Her love for animals runs deep. Kerr was born in Hanover, Germany. Her grandparents owned a farm that raised horses and milk cows.
The farm also had other animals including chickens and ducks.Kerr is fluent in German, English, French and Latin. She came to the United States in 1982 and has been in the East Texas area for 8 years.
Her childhood in Germany included visiting her grandparents over the weekends and spending summer holidays with them. “It was the real farm with no electricity,” Kerr said. “I learned to chop wood and fire up the wooden stove.”
According to Kerr, one of the biggest challenges in this community are owners who do not neuter or spay their pets consequently we have an incredible number of animals not being taken care of while others are dropped by the road side. In addition, pet owners are not required to have a license hence animals are ran over or lost because their owners are careless. To combat this lackadaisical attitude towards animals the Humane Society is trying to educate young people. They go to schools and teach students about animal care.
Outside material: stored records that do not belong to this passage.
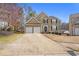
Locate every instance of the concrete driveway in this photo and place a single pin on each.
(33, 44)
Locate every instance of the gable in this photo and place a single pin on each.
(32, 20)
(41, 15)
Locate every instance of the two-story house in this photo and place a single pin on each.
(43, 24)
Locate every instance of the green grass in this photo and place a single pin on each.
(9, 38)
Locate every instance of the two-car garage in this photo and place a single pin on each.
(32, 29)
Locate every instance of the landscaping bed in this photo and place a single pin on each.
(63, 38)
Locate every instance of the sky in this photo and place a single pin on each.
(60, 10)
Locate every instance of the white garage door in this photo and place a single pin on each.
(76, 31)
(36, 29)
(28, 29)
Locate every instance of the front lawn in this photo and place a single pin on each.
(9, 38)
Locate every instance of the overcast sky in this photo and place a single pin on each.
(60, 10)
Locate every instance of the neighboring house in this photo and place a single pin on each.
(74, 24)
(43, 24)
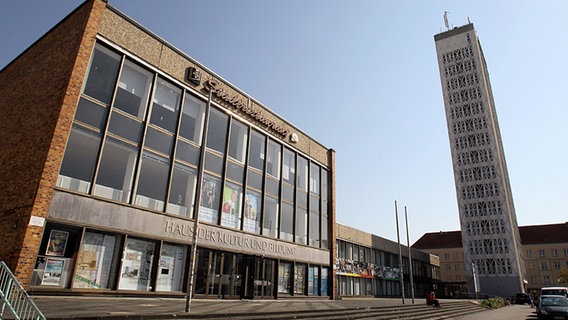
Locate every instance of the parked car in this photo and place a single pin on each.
(522, 298)
(552, 307)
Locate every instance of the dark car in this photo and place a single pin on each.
(522, 298)
(552, 307)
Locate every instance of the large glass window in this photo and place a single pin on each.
(253, 203)
(287, 222)
(80, 159)
(270, 224)
(153, 181)
(133, 90)
(97, 261)
(192, 119)
(232, 203)
(257, 150)
(285, 278)
(182, 191)
(165, 108)
(210, 199)
(217, 131)
(102, 74)
(273, 159)
(137, 261)
(118, 161)
(238, 141)
(171, 268)
(301, 225)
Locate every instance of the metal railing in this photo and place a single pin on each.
(14, 298)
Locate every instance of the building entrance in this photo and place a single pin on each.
(224, 275)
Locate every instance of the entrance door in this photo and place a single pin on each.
(248, 268)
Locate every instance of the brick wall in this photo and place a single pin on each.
(39, 92)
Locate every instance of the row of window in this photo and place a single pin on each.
(542, 252)
(462, 81)
(472, 141)
(457, 54)
(478, 191)
(477, 173)
(483, 208)
(475, 156)
(485, 227)
(467, 110)
(469, 125)
(137, 138)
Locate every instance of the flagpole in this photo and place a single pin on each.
(409, 257)
(399, 253)
(191, 272)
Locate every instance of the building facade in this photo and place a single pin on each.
(488, 221)
(122, 151)
(545, 248)
(368, 265)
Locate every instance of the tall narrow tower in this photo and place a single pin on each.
(490, 235)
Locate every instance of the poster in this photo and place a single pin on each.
(53, 271)
(57, 243)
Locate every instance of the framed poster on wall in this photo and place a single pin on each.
(57, 243)
(53, 271)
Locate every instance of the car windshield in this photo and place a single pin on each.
(554, 301)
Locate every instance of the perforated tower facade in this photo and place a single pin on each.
(490, 235)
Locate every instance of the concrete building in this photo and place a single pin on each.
(545, 248)
(489, 231)
(114, 142)
(368, 265)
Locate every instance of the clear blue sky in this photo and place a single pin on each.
(362, 78)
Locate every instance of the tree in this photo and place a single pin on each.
(563, 278)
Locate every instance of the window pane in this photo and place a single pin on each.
(287, 222)
(314, 178)
(97, 261)
(254, 180)
(301, 225)
(114, 180)
(187, 152)
(125, 127)
(133, 90)
(232, 204)
(256, 156)
(324, 184)
(210, 197)
(273, 160)
(78, 166)
(238, 141)
(91, 114)
(171, 268)
(153, 181)
(217, 133)
(299, 277)
(136, 273)
(102, 74)
(270, 225)
(302, 174)
(159, 141)
(253, 203)
(182, 191)
(192, 119)
(314, 230)
(289, 167)
(165, 109)
(213, 163)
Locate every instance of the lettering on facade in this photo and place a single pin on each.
(236, 102)
(221, 237)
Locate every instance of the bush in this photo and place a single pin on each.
(493, 303)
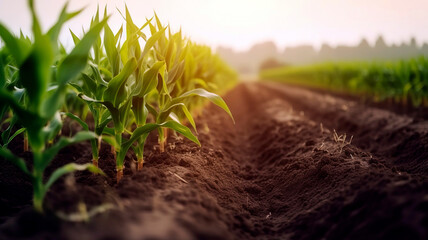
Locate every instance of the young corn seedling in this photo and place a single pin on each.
(44, 96)
(179, 80)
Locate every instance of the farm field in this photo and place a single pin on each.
(118, 123)
(285, 170)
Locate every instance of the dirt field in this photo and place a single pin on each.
(280, 173)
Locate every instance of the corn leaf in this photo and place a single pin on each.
(17, 161)
(116, 89)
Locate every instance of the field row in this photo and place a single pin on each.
(119, 86)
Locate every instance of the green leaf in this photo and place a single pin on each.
(111, 50)
(138, 132)
(35, 73)
(19, 162)
(140, 110)
(69, 168)
(151, 42)
(63, 17)
(19, 131)
(150, 78)
(52, 129)
(214, 98)
(76, 39)
(26, 118)
(50, 153)
(116, 91)
(90, 84)
(15, 46)
(76, 61)
(105, 119)
(78, 120)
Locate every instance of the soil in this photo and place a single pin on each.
(283, 171)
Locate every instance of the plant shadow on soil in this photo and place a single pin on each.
(277, 174)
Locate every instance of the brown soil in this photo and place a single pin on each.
(277, 174)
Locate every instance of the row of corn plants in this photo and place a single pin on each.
(139, 79)
(403, 81)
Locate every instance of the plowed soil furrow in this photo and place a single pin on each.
(400, 139)
(275, 174)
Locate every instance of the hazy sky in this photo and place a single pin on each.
(241, 23)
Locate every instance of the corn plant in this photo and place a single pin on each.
(44, 93)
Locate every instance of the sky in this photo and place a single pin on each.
(241, 23)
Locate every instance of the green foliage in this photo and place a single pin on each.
(132, 85)
(36, 97)
(403, 81)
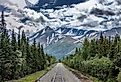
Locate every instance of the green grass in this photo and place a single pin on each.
(33, 77)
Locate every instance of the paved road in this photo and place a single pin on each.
(59, 74)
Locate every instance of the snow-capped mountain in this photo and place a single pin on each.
(59, 21)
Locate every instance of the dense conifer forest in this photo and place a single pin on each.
(17, 56)
(100, 58)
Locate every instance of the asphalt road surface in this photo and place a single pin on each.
(59, 74)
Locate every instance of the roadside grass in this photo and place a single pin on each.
(35, 76)
(82, 76)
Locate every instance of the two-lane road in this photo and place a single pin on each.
(59, 74)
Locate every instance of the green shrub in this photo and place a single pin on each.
(119, 77)
(101, 68)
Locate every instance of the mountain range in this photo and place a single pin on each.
(60, 25)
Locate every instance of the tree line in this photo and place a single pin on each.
(18, 57)
(100, 58)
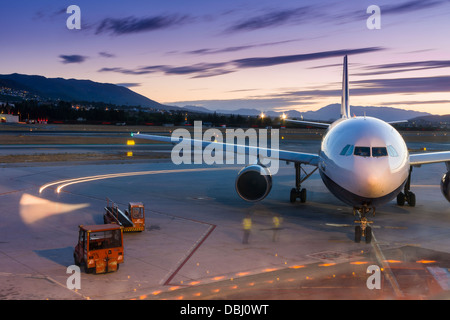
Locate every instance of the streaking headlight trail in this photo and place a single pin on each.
(64, 183)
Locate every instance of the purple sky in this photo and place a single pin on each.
(266, 55)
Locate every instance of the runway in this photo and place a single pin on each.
(192, 246)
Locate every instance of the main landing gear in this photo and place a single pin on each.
(407, 195)
(298, 192)
(364, 229)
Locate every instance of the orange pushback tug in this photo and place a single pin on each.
(99, 248)
(131, 220)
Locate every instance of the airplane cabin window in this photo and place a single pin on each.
(379, 152)
(350, 151)
(344, 151)
(362, 151)
(392, 152)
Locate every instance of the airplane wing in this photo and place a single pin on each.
(397, 121)
(432, 157)
(310, 123)
(284, 155)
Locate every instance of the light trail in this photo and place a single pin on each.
(64, 183)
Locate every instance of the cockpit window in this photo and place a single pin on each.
(344, 151)
(392, 152)
(379, 152)
(362, 151)
(347, 151)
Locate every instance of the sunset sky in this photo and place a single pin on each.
(266, 55)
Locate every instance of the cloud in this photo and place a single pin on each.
(135, 25)
(409, 6)
(381, 87)
(128, 84)
(270, 61)
(105, 54)
(274, 19)
(203, 70)
(75, 58)
(206, 51)
(406, 66)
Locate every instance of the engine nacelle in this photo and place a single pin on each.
(445, 186)
(253, 186)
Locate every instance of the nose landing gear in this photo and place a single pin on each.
(407, 195)
(364, 229)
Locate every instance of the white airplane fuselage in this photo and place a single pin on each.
(363, 161)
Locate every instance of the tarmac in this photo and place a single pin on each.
(192, 247)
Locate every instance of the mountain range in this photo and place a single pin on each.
(77, 90)
(87, 90)
(328, 113)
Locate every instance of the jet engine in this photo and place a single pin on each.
(253, 183)
(445, 186)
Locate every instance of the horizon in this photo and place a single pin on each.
(252, 55)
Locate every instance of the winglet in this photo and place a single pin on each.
(345, 107)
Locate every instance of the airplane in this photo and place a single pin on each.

Most times animals have no information on arrival to the shelter. Because it is an open shelter, they receive between ten to eighteen thousand animals a year. Moreover, they take in different kinds of animals without exceptions. Baby raccoons, donkeys, pigs, and some dangerous fighting roosters and pit bulls have made their way to the shelter. Kerr is saddened by the horrifying wounds the fighting animals had received. According to her, another serious problem is cruelty to animals and what people train them to do. “The pit bulls and fighting roosters are victims and their wounds are horrifying.”
Other duties at the facility include euthanasia. “I am there to make sure that it is done properly,” Kerr said. When she talks about animals, her zeal and heart are in the right place. She passionately explained an incident: “There was a time when we received an animal that was hit by a car and had to be put to sleep. I was there with the staff to make sure that it does not go alone. ”
Kerr said the shelter needs the community’s help to enable them to do what they do best. Some immediate needs include in kind donations such as old newspapers, used towels and linens, bleach, dog food, cat litter and toys. Citizens can also help with transportation to rescue groups. Moreover, foster and permanent homes are sorely needed. When all else fails cash donations will come in handy so send them a check if you cannot get around the in kind donations.
The shelter was built in 1983 and destroyed by a railroad explosion. It was later rebuilt to hold one hundred and fifty animals but frequently accommodates two hundred.